Experts welcomed the first successful interim data from a large-scale clinical test as a watershed moment that showed vaccines could help halt the pandemic, although mass roll-outs, which needs regulatory approval, will not happen this year.

Pfizer and German partner BioNTech SE 22UAy.F said they had found no serious safety concerns yet and expected to seek U.S. authorization this month for emergency use of the vaccine, raising the chance of a regulatory decision as soon as December.

If granted, the companies estimate they can roll out up to 50 million doses this year, enough to protect 25 million people, and then produce up to 1.3 billion doses in 2021.

“Today is a great day for science and humanity,” said Pfizer Chief Executive Albert Bourla.

He also said they are reaching this critical milestone in the vaccine development program at a time when the world needs it most with infection rates setting new records, hospitals nearing over-capacity and economies struggling to reopen.
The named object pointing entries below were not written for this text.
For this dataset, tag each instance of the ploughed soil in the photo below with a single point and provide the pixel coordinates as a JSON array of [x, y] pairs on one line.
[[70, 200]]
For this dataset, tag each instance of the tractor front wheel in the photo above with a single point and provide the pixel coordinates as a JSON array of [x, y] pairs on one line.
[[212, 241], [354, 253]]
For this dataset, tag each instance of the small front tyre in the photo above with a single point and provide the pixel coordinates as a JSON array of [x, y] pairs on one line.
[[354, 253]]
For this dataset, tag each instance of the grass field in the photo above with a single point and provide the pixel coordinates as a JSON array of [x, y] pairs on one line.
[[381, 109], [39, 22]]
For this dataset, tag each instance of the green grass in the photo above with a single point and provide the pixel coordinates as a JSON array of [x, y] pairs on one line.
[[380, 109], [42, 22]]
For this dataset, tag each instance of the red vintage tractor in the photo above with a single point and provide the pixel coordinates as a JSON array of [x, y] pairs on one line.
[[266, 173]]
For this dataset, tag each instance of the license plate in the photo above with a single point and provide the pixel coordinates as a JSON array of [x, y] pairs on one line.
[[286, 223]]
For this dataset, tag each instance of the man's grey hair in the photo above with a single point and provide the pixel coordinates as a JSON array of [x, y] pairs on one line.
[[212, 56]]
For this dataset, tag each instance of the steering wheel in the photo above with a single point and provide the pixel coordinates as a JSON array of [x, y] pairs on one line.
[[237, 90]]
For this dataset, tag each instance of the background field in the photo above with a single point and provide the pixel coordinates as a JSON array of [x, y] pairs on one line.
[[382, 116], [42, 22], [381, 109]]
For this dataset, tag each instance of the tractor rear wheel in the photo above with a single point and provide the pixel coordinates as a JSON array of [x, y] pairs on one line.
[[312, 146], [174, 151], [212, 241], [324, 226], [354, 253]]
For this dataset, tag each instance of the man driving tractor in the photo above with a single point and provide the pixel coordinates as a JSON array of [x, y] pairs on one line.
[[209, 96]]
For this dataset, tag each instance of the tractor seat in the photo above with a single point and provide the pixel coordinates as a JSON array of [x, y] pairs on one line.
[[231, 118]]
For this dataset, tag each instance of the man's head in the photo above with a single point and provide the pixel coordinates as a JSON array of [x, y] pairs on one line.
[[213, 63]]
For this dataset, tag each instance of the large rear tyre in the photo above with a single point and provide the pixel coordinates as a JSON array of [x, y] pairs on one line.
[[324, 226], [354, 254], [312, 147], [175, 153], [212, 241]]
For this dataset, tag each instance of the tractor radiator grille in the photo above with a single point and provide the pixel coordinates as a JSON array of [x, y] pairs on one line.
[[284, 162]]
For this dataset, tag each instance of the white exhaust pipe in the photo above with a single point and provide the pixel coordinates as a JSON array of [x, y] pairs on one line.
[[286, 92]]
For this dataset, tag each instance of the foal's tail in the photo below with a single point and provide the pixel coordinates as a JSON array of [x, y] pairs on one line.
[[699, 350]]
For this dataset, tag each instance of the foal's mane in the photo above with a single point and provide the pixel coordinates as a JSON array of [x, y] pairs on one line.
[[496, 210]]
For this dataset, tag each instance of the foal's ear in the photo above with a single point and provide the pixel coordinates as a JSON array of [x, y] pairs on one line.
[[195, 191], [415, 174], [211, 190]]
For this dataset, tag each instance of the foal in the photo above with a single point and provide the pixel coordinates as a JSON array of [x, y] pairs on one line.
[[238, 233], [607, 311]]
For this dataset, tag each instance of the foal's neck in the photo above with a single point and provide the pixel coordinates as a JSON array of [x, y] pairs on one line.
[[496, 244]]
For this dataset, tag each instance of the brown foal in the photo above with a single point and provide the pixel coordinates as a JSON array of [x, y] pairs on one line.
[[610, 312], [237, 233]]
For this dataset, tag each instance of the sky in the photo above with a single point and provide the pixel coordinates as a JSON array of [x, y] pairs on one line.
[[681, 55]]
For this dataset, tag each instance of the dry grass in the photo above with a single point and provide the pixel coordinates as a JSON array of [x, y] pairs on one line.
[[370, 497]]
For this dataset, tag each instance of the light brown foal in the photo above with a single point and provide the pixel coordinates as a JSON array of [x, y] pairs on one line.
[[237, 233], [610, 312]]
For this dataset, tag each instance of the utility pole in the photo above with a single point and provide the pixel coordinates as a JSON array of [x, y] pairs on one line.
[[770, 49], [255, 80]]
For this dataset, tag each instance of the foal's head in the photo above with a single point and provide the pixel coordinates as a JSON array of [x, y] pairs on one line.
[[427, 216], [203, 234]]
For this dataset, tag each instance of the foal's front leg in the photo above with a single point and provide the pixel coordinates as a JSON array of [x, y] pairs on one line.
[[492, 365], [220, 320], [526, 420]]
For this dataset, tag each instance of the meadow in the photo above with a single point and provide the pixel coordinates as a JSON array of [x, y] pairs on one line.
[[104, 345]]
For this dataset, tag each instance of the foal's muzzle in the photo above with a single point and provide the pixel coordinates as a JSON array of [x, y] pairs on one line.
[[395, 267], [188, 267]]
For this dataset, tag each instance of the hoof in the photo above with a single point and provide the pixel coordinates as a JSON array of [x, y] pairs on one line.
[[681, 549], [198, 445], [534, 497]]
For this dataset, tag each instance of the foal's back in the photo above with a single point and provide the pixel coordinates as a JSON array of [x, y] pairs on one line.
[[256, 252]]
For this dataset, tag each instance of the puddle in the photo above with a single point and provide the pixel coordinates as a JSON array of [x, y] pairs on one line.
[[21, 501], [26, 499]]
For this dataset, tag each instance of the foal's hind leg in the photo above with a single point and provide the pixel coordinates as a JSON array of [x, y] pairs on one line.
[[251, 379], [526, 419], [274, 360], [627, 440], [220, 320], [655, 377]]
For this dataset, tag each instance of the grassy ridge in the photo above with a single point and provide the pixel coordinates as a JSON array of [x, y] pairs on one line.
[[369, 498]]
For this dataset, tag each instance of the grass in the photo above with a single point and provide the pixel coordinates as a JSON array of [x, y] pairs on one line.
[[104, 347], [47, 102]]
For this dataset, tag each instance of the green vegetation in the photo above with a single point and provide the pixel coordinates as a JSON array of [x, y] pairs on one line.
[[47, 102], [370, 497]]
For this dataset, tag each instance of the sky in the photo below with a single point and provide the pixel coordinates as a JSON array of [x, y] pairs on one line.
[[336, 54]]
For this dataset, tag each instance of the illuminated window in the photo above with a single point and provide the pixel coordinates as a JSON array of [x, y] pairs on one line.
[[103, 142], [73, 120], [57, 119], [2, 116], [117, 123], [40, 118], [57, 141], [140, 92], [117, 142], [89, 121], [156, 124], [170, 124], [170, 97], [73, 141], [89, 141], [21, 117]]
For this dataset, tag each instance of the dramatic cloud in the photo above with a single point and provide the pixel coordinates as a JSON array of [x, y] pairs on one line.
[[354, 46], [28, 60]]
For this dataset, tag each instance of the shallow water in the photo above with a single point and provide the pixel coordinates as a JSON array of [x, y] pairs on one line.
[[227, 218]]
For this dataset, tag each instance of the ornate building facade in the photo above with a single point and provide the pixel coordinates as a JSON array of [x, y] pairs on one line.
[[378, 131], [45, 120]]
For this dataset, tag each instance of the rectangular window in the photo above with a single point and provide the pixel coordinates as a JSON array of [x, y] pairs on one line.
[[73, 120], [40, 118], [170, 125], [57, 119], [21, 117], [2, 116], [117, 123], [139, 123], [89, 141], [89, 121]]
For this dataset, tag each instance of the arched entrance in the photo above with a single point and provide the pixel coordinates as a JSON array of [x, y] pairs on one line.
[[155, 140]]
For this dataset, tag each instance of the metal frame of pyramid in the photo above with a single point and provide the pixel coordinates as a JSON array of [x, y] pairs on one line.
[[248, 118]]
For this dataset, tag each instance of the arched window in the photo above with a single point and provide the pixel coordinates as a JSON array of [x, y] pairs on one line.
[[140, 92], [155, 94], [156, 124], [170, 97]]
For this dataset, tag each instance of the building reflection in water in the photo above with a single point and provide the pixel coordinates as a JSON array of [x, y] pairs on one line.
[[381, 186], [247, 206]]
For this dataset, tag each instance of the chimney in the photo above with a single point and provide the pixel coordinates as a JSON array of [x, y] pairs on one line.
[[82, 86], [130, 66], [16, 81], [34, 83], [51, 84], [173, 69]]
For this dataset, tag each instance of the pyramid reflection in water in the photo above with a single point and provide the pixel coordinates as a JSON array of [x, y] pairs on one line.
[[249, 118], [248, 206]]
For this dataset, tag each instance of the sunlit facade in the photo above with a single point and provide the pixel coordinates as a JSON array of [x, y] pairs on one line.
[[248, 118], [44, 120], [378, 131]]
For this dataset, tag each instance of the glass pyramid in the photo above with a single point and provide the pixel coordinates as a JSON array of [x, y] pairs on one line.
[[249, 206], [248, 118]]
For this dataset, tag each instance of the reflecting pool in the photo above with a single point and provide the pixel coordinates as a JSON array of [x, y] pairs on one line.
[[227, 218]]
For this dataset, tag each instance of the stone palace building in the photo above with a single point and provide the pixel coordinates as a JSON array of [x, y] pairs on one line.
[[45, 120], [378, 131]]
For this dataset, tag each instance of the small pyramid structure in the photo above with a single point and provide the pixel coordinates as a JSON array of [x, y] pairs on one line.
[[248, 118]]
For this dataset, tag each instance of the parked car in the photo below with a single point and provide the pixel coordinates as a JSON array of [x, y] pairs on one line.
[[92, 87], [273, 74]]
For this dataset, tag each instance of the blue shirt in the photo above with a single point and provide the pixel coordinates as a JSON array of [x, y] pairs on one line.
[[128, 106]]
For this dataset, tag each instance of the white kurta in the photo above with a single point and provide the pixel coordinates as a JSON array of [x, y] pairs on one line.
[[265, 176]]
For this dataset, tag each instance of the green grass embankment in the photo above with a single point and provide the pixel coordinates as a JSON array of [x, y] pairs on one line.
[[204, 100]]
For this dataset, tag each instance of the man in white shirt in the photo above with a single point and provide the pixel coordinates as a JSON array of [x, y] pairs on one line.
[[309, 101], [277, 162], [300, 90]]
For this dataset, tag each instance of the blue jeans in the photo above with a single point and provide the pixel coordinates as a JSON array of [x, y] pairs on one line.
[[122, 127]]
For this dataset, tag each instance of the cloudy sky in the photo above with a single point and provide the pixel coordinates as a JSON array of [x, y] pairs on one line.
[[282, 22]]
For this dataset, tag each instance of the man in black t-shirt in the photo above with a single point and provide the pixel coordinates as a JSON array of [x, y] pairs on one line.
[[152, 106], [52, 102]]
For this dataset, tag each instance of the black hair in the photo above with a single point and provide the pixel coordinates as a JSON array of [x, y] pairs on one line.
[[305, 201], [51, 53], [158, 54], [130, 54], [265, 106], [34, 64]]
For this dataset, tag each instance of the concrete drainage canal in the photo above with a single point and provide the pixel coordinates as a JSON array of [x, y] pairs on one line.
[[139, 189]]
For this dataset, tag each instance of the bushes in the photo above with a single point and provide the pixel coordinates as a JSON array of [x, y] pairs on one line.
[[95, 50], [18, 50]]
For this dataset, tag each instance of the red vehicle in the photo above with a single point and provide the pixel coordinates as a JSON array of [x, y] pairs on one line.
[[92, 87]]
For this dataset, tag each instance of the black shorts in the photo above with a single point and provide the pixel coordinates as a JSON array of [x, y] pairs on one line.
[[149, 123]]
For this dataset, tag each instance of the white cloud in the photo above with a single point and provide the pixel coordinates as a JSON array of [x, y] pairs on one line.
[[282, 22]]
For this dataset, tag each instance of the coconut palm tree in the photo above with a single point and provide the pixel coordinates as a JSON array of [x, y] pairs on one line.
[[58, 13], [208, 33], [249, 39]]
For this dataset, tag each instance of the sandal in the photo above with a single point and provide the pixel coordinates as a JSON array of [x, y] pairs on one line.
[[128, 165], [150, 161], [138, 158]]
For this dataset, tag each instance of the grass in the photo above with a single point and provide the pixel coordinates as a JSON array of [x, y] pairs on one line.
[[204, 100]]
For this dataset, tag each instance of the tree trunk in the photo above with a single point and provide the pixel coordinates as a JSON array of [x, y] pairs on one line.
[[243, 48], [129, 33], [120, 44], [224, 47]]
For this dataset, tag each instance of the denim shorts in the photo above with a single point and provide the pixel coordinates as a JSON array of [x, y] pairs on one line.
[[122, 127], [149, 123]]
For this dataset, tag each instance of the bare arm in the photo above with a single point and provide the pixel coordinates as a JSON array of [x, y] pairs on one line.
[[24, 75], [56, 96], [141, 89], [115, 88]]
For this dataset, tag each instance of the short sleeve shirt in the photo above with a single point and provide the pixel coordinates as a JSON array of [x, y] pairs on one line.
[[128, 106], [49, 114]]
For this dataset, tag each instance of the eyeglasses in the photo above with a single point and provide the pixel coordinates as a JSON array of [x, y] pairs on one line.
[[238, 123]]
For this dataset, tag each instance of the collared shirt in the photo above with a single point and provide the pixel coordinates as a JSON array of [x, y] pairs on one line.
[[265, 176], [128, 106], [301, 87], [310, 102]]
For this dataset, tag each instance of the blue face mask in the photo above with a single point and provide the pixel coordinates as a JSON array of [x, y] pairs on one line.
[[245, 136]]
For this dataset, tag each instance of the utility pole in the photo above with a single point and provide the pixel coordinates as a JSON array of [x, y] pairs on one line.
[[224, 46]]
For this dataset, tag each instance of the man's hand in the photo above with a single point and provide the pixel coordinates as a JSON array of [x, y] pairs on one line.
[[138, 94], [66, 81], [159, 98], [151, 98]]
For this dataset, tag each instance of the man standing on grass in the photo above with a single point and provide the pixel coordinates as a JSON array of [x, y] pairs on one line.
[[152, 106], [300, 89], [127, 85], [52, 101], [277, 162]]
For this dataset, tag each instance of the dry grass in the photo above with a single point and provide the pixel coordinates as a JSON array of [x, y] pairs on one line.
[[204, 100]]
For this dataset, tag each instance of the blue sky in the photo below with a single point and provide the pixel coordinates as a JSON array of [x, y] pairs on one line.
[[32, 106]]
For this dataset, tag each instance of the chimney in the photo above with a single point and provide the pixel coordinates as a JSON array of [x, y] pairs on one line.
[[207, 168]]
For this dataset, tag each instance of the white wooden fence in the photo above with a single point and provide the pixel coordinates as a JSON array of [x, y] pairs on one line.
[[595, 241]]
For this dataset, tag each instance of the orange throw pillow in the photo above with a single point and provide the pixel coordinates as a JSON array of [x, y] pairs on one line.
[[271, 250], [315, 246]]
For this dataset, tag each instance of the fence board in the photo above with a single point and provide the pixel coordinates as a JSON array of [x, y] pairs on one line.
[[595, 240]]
Experts said they still wanted to see the full trial data, which have yet to be peer-reviewed or published in a medical journal, but the preliminary results looked encouraging.


“This news made me smile from ear to ear. It is a relief to see such positive results on this vaccine and bodes well for COVID-19 vaccines in general,” said Peter Horby, professor of emerging infectious diseases at the University of Oxford.


There are still many questions, such as how effective the vaccine is by ethnicity or age, and how long it will provide immunity, with the “new normal” of social distancing and face covering set to remain for the foreseeable future.


Pfizer expects to seek U.S. emergency use authorization for people aged 16 to 85. To do so, it will need two months of safety data from about half the study’s 44,000 participants, which is expected in the third week of November.


U.S. Health and Human Services Secretary Alex Azar said it would take several weeks for U.S. regulators to receive and process data on the vaccine before the government could potentially approve it.